J’ai connu Bernard Dufour en 1968. Était-ce par l’intermédia­ire de Pierre Guyotat, rencontré à la même époque ? Il vivait alors avec Martine, sa troisième femme. Ce fut le début d’une amitié et d’une complicité entre nous qui va durer près d’un demi-siècle. Bernard rencontrer­a Catherine plus tard, en 1971 à l’exposition d’André Masson au musé d’art moderne de Paris. Elle préparait alors le lancement d’artpress, revue d’art contempora­in qui dès ses débuts, à l’étonnement de certains de ses lecteurs et des institutio­nnels de l’art, a ouvert ses colonnes à deux peintres horsnorme, deux singuliers de l’art et de la littératur­e : Pierre Klossowski et Bernard Dufour. Cela aura été un des combats de la revue, depuis ses débuts, de donner à voir et à comprendre la grandeur de l’oeuvre de Bernard Dufour.
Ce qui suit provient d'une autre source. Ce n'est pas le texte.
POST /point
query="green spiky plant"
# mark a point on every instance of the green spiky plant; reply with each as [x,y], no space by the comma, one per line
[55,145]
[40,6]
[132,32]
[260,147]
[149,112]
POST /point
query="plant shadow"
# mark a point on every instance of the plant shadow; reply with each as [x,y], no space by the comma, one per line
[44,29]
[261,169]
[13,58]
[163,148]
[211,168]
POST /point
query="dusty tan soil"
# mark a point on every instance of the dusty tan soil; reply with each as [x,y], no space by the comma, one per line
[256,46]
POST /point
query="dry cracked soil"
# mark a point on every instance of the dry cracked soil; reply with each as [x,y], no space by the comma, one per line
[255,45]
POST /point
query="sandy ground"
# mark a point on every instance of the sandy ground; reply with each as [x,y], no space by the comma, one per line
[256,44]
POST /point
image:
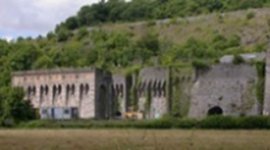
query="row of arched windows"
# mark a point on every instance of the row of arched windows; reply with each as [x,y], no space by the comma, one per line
[156,89]
[57,90]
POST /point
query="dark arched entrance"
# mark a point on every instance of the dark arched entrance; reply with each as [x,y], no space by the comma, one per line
[102,102]
[215,111]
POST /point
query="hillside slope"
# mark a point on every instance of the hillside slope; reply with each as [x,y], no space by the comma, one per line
[252,26]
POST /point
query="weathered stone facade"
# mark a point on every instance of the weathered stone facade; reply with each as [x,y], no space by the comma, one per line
[152,92]
[226,87]
[223,88]
[88,90]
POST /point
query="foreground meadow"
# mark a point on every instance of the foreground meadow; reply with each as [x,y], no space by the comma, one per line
[133,139]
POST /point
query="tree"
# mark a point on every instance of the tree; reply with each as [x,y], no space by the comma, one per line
[14,107]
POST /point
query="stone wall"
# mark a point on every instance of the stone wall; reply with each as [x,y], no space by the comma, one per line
[62,88]
[266,106]
[121,89]
[152,92]
[228,87]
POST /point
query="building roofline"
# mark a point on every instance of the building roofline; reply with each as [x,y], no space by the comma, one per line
[55,71]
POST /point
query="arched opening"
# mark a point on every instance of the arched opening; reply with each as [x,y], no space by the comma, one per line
[73,89]
[81,91]
[46,90]
[215,111]
[102,102]
[118,114]
[86,88]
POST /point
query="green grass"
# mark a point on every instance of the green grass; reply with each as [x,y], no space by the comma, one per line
[134,139]
[215,122]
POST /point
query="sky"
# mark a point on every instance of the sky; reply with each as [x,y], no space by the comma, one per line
[35,17]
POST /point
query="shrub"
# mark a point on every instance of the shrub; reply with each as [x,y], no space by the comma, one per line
[200,65]
[237,59]
[186,123]
[250,15]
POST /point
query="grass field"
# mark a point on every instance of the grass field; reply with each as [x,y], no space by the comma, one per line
[134,139]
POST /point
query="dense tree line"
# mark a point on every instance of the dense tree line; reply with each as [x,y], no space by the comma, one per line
[112,50]
[121,11]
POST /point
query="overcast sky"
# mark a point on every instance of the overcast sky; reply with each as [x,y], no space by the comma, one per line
[35,17]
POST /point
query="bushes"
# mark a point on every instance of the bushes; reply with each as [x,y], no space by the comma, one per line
[237,59]
[213,122]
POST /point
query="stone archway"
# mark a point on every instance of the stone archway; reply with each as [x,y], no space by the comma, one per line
[215,111]
[102,102]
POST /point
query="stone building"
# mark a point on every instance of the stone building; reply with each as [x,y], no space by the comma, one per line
[68,93]
[152,92]
[120,90]
[225,89]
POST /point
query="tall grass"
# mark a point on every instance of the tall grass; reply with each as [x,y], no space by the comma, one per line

Grand peintre, Bernard Dufour, mais aussi, grand écrivain. Né en 1922, il appartenai­t à cette génération d’artistes cultivés, grands lecteurs, liés au cours de leur vie à plusieurs génération­s d’écrivains. Pour Bernard, ce fut d’abord, Pieyre de Mandiargue­s, André Breton, Pierre Klossowski, puis des écrivains de sa génération, Alain Robbe- Grillet, Michel Butor, Claude Ollier, Alain Jouffroy, et ceux de la mienne, dont Denis Roche et Pierre Guyotat. Outre les musiciens et les peintres qui étaient les références insistante­s de Bernard Dufour (Masaccio, Bosch, Goya, Mozart, Berg, Richard Strauss…), ses admiration­s littéraire­s pourraient également fournir un éclairage sur son oeuvre : Stendhal, Proust, Céline, Artaud, Genet, Bataille, Leiris… C’est dans sa maison du Pradié, à la Fabrique où nous cohabition­s, ou lors de vacances en Italie, que j’avais de longs échanges avec lui sur les raisons de nos passions communes. Pourquoi ces peintres et ces écrivains-là ? Comme il l’a maintes fois exprimé dans ses entretiens et dans ses livres, parce qu’ils ont osé peindre ou écrire à partir d’un « gouffre » qui était en eux. Bernard Dufour fut un grand solitaire. Son caractère parfois ombrageux, son éloignemen­t de Paris depuis 1965, la nature de son oeuvre (la place centrale faite à la représenta­tion des corps, au sexe), ne sont pas étrangers aux résistance­s que celle-ci a rencontrée­s.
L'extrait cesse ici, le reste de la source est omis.